Long and irregular working hours as well as crossing multiple time zones are common working conditions of flight crew . These conditions can cause travel fatigue, reduce sleep quality and quantity, and disrupt the circadian rhythm. The latter can lead to jet lag symptoms as well [1, 2]. All factors may contribute to increased fatigue. Prolonged fatigue has been shown to cause health problems, impaired performance capability and a disturbed work-private life balance . Furthermore, it has become clear that long term exposure to reduced sleep and circadian disruption can lead to cardiovascular diseases, gastrointestinal disorders, and cancer [4–6]. More recently, this exposure has also been related to body weight gain, metabolic syndrome, and diabetes [7–9].
Among flight crew, fatigue is experienced regularly . In a study conducted in New Zealand for instance, 64% of the participating pilots reported to be fatigued at least once a week due to their working hours . In comparison, in a Dutch cohort study of a general working population, the prevalence of fatigue due to work was found to be 22%. Another study among pilots showed that 75% of them acknowledged fatigue as a serious problem during their job. Further, 71% of them admit to have been dozed off at least once during a flight .
In recent years, more knowledge has become available about the influencing factors on disturbance of the circadian rhythm, and possible countermeasures of fatigue [12–14]. It has been shown that by correct timing of exposure to and avoidance of daylight, the most important biorhythm synchronizer (or zeitgeber) [2, 12, 13], jet lag symptoms can be reduced. Additionally, an optimal timing and duration of sleep can reduce the disturbance of the biological clock and thereby, reduce fatigue [2, 13, 14]. Further, correct timing of certain types of physical activity can enhance sleep duration and quality . Moreover, the intake or avoidance of food may diminish jet lag symptoms during certain phases of the sleep/wake cycle, and caffeine can temporarily alleviate fatigue [3, 12–14]. Additionally, the specific macronutrient composition of meals has shown to be able to stimulate either alertness or relaxation [15, 16]. Based on these findings, several measures have been proposed to counter the negative effects of the aforementioned working conditions of flight crew.
These general measures should be translated into practical advice to enhance implementation. For flight crew, the specific advice depends on several variables (e.g. flight direction, flight duration, and number of time zones crossed). This implies that the advice differs per destination and person (e.g. morning vs. evening types), and that the total number of different advices is high. Due to this complexity, translating the theoretical knowledge into training programs for flight crew has proven to be difficult [2, 17]. Airlines and authorities sometimes provide employees with fatigue-related information at the start of their job, but most often continued education is not assured. And although aircraft companies such as Boeing and Airbus developed training modules aiming to reduce fatigue, the effects of these programs have hardly been examined systematically [17, 18]. The few studies that did study the effects of such training programs, reported some effects [19, 20] but they combined their training programs with alterations in work schedules, so that it was impossible to address the measured fatigue reduction and performance improvement to the training program alone. Other studies did find improved knowledge, awareness , layover sleep, and in-flight alertness  after short term application of fatigue management advice in flight crew, but did not measure the long term effects.

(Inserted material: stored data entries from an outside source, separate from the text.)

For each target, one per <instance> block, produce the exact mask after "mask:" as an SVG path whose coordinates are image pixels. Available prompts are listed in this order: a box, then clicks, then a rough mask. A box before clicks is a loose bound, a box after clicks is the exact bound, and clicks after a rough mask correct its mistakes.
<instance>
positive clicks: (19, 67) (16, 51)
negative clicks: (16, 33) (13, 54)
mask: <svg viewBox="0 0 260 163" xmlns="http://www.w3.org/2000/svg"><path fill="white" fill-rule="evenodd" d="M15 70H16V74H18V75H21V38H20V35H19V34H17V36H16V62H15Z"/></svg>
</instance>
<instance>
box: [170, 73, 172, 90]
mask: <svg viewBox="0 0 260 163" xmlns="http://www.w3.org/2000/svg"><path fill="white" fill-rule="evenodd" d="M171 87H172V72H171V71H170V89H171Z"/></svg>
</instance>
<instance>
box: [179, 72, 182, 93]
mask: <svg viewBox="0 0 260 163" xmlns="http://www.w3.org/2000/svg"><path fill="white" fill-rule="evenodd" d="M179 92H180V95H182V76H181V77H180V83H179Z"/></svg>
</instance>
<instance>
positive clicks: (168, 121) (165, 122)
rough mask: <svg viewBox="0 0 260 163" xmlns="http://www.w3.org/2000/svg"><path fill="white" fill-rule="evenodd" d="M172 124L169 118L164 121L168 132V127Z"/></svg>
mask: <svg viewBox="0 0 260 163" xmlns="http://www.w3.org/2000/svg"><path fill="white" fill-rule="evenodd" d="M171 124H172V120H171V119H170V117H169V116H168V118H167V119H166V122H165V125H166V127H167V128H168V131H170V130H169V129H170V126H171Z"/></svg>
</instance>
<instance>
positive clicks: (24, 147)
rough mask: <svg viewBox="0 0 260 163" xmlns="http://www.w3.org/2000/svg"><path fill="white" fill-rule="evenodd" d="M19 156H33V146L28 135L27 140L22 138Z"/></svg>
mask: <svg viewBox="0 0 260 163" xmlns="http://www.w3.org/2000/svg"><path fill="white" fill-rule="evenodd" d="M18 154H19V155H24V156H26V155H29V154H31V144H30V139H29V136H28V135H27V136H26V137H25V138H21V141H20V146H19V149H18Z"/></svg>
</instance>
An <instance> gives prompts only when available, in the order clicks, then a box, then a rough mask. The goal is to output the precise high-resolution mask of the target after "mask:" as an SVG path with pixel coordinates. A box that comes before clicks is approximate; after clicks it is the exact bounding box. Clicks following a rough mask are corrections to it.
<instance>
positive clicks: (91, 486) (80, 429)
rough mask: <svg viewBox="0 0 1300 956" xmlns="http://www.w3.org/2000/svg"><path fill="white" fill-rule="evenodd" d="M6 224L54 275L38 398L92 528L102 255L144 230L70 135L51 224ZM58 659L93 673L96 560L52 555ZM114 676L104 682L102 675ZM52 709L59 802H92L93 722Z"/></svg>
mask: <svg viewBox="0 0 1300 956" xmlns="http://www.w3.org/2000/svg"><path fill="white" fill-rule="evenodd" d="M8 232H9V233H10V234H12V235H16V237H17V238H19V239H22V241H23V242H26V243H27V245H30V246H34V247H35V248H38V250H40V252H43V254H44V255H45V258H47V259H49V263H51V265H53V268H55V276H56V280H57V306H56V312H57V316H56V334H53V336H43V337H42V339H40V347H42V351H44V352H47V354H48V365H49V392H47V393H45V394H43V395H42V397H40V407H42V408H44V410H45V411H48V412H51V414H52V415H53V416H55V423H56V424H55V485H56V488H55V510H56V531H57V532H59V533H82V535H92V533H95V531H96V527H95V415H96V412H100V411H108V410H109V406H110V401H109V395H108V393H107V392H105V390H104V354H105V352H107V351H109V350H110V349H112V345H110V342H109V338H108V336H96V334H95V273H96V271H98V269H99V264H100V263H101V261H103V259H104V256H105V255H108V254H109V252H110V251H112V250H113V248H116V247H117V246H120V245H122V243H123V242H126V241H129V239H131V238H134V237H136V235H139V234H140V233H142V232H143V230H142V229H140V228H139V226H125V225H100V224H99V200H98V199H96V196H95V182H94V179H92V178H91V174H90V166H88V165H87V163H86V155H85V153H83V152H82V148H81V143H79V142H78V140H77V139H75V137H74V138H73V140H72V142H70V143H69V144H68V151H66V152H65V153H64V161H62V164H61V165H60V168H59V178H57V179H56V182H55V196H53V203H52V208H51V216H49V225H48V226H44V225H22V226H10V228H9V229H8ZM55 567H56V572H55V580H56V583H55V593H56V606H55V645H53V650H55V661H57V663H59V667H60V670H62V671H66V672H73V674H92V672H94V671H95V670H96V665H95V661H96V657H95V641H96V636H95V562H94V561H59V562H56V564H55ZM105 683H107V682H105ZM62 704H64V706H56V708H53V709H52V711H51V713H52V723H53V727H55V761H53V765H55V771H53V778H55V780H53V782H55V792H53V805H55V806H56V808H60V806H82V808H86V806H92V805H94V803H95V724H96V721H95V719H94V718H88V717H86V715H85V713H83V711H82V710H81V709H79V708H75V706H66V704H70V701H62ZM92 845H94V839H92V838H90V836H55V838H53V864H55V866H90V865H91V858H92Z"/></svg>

Further, in the aforementioned studies, advice was mostly transferred through the use of paper or in the form of books or instruction materials. This kind of implementation has led to low compliance, which was shown in an article by Flower . Their advice cards program among British Airways pilots was received positively, but the compliance of 40% proved to be low. Therefore, it might be possible that the lack of compliance and outcomes in transferring fatigue-related knowledge to flight crew is (partly) due to the chosen medium. There might be a solution for this implementation problem because in more recent health behaviour literature, the large potential of the use of new media sources, such as computers and internet, has become clear [24, 25]. It has been stated that the use of web-based interventions is more effective in increasing health behaviour knowledge compared to non-web-based interventions . Further, to improve adherence, these interventions should be designed to allow individuals to tailor it to their own specific needs. This so called tailoring can significantly affect behaviour regarding safety, smoking, physical activity and dietary intake [24, 27, 28].
In summary, it can be stated that it is still largely unclear what the effects are of tailored advice regarding exposure to daylight, sleep, physical activity, and nutrition on fatigue of flight crew. Therefore, this paper describes the development of an intervention consisting of tailored advice for airline pilots, and the design of the randomised controlled trial evaluating the effect of the intervention on fatigue, health and sickness absence. The advices are evidence-based and aim to optimise the pilots’ behaviour with regard to:
Exposure to daylight (timing and duration)
Sleep (sleep behaviour and timing of sleep)
Nutrition (dietary behaviour and timing of dietary behaviour)
Physical activity (form and timing of physical activity)
It is hypothesized that an intervention consisting of easy obtainable tailored advice, will lead to a significant reduction of fatigue in airline pilots compared to a minimal intervention, based on standard fatigue related information available within the airline company.